I can honestly say that in several decades of being a diving journalist, taking a dozen dive trips each year, and making thousands of dives, I've been around when people suffered injuries underwater, even death, but I haven't seen any get injured before getting in the water. More than 30 years ago, I became a dive guide on the Lady Jenny V, which operated off the coasts of the Sudan, Yemen, and Eritrea. In such a remote and possibly hostile location, and without any outside help to call upon, my premier job was to stop anyone from getting injured on their diving vacation. This included stopping divers from doing silly things like putting their fins on before they kitted up.
"Put your fins on immediately before you enter the water," I would tell my charges. "A diver in the water without fins is not safe, but a diver walking about while wearing fins is a hazard to both himself and others."
As divers age, they're not as flexible as they might have been. Deftly slipping on fins at the last moment might be less appealing than putting them on while seated, even if there is a boat crew member there to help, as there will undoubtedly be when you climb back onto the boat after a dive.
I remember one diver, Nigel, morbidly obese at around 420 pounds, who was far too fat to put on his fins once his weight belt and tanks were in place. However, to let him loose on the crowded dive deck wearing his fins would have been akin to that out-of-control boulder in Raiders of the Lost Ark. If he had stumbled and fallen, not only would he have risked injuring himself but also taking down other divers around him. I made him walk down to the swim platform, where he gripped the dive ladder handle securely while another crew member slipped on his fins.
We've seen fins advertised that try to address the problem by having a blade that hinges up near the shin for walking. We've even seen fins with soles designed to encourage you to walk around in them. None seems to have caught the buying public's imagination - thankfully.
Spring straps or fins equipped with elastic cords can make pulling fins on easier, but for those divers who dive with double tanks or add a sling tank of richer nitrox to speed up decompression, the extra weight, not to mention the extra weight needed on the belt, can make stooping to pull on fins a trial for many, and it can be tempting to ignore the warnings. After all, many of us have reached an age where if we inadvertently drop something, we'd rather let it lie than stoop to pick it up.

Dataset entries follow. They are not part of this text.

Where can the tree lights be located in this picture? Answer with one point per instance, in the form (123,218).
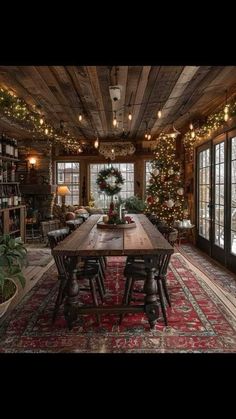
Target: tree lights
(17,110)
(165,190)
(213,122)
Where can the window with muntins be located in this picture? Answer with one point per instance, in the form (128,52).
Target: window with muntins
(68,174)
(127,189)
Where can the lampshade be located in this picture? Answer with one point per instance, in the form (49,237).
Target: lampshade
(63,190)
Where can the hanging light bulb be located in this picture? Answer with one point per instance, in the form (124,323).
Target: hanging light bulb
(226,109)
(115,120)
(96,143)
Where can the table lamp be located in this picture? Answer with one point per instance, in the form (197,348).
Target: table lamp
(62,191)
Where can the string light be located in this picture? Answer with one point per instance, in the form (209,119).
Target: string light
(114,120)
(96,143)
(226,109)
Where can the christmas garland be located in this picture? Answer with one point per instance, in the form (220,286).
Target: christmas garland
(104,185)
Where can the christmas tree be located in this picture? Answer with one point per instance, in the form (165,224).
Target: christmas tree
(165,192)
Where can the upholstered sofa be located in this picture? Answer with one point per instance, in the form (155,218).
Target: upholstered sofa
(70,212)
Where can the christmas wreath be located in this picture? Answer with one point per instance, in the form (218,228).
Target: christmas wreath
(103,181)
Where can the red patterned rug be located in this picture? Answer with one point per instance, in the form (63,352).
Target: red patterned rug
(199,321)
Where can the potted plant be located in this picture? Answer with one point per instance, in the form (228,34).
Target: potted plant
(12,257)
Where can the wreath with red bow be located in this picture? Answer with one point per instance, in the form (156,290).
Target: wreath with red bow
(103,181)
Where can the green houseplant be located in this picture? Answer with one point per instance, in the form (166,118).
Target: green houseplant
(12,257)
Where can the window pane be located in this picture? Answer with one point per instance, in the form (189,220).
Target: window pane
(127,189)
(68,174)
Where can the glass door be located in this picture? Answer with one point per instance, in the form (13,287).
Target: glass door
(204,198)
(231,251)
(216,199)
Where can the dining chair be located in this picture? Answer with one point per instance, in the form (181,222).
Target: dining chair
(87,271)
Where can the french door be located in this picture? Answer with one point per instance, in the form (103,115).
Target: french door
(216,199)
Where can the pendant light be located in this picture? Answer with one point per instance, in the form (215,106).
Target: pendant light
(226,108)
(114,120)
(96,143)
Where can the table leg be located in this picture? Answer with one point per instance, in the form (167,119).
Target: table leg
(151,305)
(71,301)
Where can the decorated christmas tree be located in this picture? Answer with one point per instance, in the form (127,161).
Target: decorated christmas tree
(165,192)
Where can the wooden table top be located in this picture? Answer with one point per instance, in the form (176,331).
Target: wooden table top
(88,240)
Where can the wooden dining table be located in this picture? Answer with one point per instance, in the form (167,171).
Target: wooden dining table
(90,241)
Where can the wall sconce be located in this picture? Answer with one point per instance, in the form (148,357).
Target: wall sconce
(32,161)
(62,191)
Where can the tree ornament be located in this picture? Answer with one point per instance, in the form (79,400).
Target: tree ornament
(156,172)
(170,203)
(180,191)
(150,200)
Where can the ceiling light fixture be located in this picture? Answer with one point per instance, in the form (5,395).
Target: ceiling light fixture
(118,149)
(96,143)
(115,120)
(226,108)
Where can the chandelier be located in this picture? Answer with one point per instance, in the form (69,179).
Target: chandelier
(113,150)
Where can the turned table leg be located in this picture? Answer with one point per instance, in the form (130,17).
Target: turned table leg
(71,301)
(151,305)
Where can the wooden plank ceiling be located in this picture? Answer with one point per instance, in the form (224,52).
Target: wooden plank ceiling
(183,93)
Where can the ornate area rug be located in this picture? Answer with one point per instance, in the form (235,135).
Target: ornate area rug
(200,319)
(38,257)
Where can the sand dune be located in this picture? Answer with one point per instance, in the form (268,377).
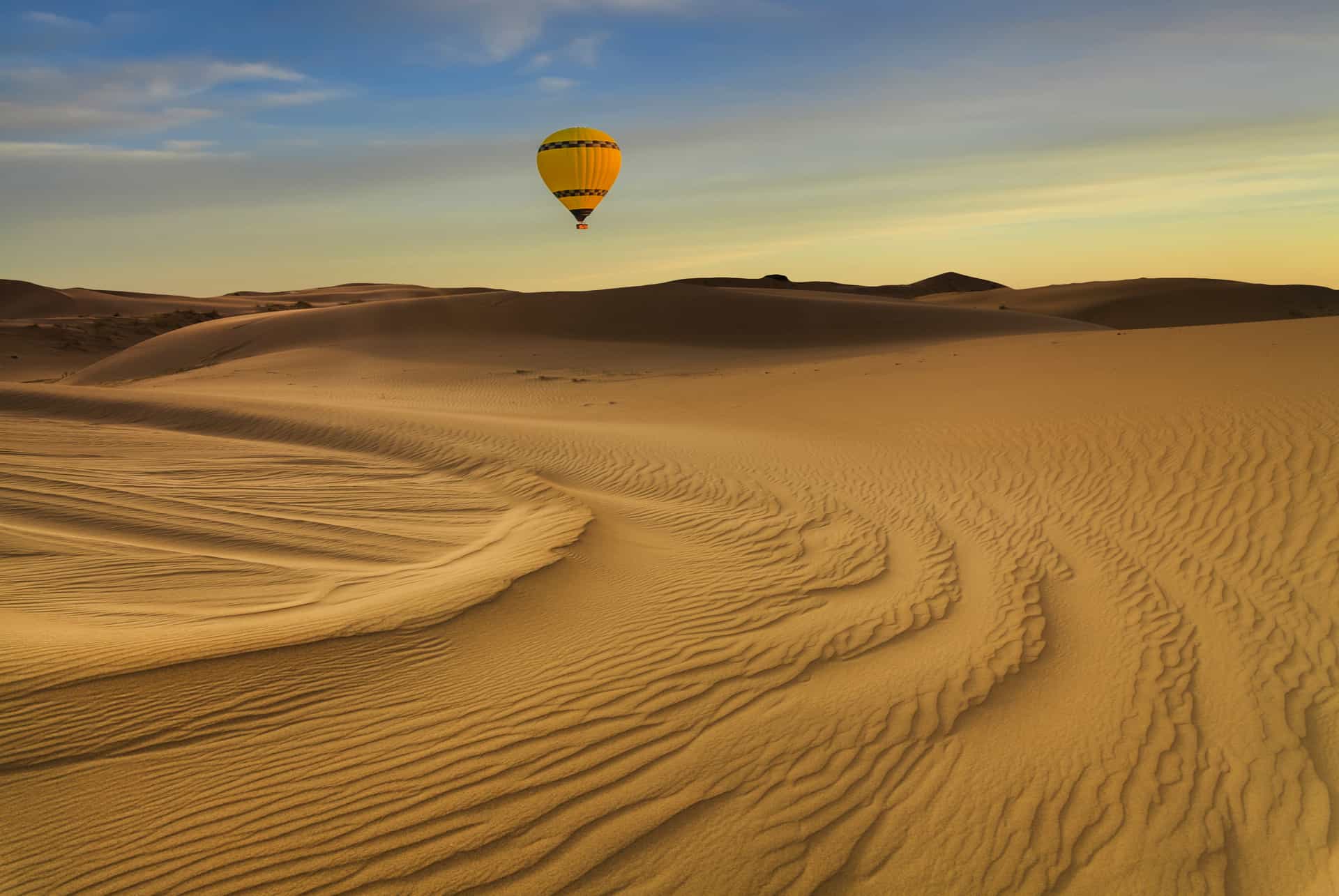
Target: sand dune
(676,589)
(670,314)
(23,299)
(947,282)
(46,335)
(1128,304)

Technical divers, loaded down with up to six tanks or four tanks and a rebreather, commonly put their fins on first, and that can lead to litigation when something bad happens because of it. Thanks to the Lex Warner case, in the adjacent article, boat operators will be looking for novel solutions to avoid diver accidents, just as diver elevators became common for diver recovery on boats and used for technical diving.
If you have trouble putting on your fins, ask for help. Don't be a Nigel and be tempted to put your fins on before you don your tank. It will only end, at best, in an undignified tumble, and at worst, a disaster for you and others.